Some cancerous tumors take over proteins that act as “brakes” on our immune system and use them to form a sort of shield against immune recognition. Immunotherapy treatments have been created that turn off these “brakes” and allow our body to attack foreign-looking cancer cells. Now, researchers at Stanford University and New York University (NYU) have discovered new insights into one of these brake proteins, LAG-3. Their research contains key details of the molecule’s structure, as well as information about how the LAG-3 protein functions.
Their findings are published in Proceedings of the National Academy of Sciences in an article titled, “Structural insights reveal interplay between LAG-3 homodimerization, ligand binding, and function.”
Although over a dozen immunotherapies targeting LAG-3 are in development, and one is already FDA approved, knowledge of LAG-3’s structure and function has been incomplete.
“Given the amount of time and resources being put into developing therapeutics that target LAG-3, it is astounding that we don’t yet have a full understanding of how this protein functions,” said Jennifer Cochran, the Addie and Al Macovski Professor in the School of Engineering and professor of bioengineering, and co-senior author on the study.
Proteins such as LAG-3, called immune checkpoints, exist to stop our immune system from attacking things they shouldn’t. In theory, our immune system should naturally recognize tumor cells as foreign. But a checkpoint protein shield can give cancer cover.

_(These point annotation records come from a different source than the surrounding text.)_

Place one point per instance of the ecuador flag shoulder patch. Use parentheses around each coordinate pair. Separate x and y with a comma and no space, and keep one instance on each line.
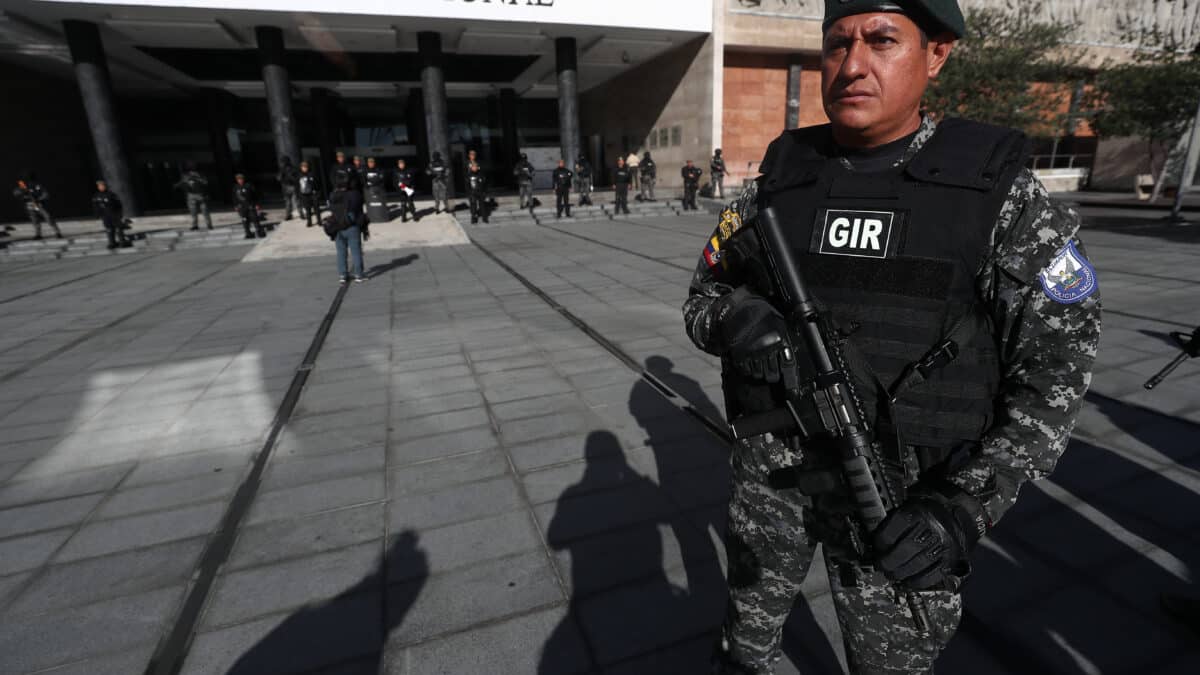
(713,252)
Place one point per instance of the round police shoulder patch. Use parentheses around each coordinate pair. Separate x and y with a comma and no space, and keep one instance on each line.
(1069,278)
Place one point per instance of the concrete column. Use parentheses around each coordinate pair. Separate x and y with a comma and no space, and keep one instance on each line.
(568,99)
(511,145)
(279,90)
(433,89)
(792,119)
(99,103)
(323,114)
(216,106)
(509,126)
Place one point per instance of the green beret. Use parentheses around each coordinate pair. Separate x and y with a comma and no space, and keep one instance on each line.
(933,16)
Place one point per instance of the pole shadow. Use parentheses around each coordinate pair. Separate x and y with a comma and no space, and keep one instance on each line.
(384,268)
(348,631)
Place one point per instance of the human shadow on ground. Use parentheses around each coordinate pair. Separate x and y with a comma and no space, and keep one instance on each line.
(348,631)
(646,584)
(1062,587)
(384,268)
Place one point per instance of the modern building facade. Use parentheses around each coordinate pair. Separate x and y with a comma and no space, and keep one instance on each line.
(133,89)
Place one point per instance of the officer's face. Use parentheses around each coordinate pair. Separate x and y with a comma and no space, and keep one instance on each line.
(874,72)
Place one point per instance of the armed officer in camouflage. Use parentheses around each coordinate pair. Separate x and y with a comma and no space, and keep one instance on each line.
(971,311)
(196,187)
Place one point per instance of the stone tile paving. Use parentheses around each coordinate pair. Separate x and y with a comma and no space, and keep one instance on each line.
(472,484)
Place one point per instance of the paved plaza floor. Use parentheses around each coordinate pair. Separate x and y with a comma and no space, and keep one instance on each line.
(504,458)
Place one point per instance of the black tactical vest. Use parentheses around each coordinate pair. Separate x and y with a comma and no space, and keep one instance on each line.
(893,256)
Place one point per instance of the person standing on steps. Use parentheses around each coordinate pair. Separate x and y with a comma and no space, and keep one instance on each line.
(649,175)
(439,174)
(107,207)
(477,193)
(346,227)
(717,169)
(958,300)
(245,198)
(583,180)
(310,195)
(289,179)
(196,189)
(621,179)
(403,180)
(631,162)
(34,196)
(523,172)
(562,181)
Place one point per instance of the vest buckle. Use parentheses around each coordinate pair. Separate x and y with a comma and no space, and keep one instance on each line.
(939,357)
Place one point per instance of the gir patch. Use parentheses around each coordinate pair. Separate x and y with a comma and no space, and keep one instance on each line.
(1069,278)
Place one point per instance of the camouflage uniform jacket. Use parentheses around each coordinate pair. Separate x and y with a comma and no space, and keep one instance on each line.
(1047,348)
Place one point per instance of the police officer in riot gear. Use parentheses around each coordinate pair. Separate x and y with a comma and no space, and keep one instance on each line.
(477,193)
(583,180)
(34,196)
(310,195)
(245,198)
(562,181)
(621,179)
(523,172)
(690,174)
(288,178)
(649,175)
(376,191)
(963,309)
(439,175)
(343,171)
(403,180)
(196,187)
(357,178)
(717,169)
(107,207)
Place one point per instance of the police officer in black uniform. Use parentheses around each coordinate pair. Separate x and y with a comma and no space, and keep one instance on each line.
(376,191)
(477,193)
(439,175)
(108,209)
(288,178)
(562,181)
(341,169)
(649,174)
(523,172)
(403,180)
(583,180)
(357,171)
(196,187)
(690,174)
(717,168)
(245,198)
(34,196)
(621,180)
(310,195)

Current immunotherapies aren’t chemical drugs, they’re lab-manufactured antibodies that attach to certain parts of these checkpoints, and essentially turn them off. Once the checkpoint is turned off, our immune system can recognize and target the cancer again.
There are already approved antibody treatments that target two checkpoint proteins: CTLA-4 and PD-1. Both turn off our immune systems but in different ways. Because CTLA-4 and PD-1 were the first two checkpoint proteins found, they are quite well studied, and different approaches to inhibiting them for cancer therapy earned scientists the 2018 Nobel Prize in physiology or medicine.
LAG-3 seems to work in an entirely different way in comparison to CTLA-4 and PD-1. Scientists hope that those differences might make it a better or complementary target to treat certain types of cancer, said Jack Silberstein, a Stanford immunology PhD student who co-led the work.
Because of that, Silberstein said, “there was all this excitement in the field. Groups rushed to make antibodies against LAG-3, without knowing entirely how LAG-3 or those antibodies functioned.”
Additional work by the team uncovered, for the first time, that an antibody that has been used for close to 20 years to demonstrate therapeutic efficacy in animal tumor models blocks the activity of LAG-3 by binding to the interface between two LAG-3 molecules, disrupting LAG-3 from forming its functional dimer.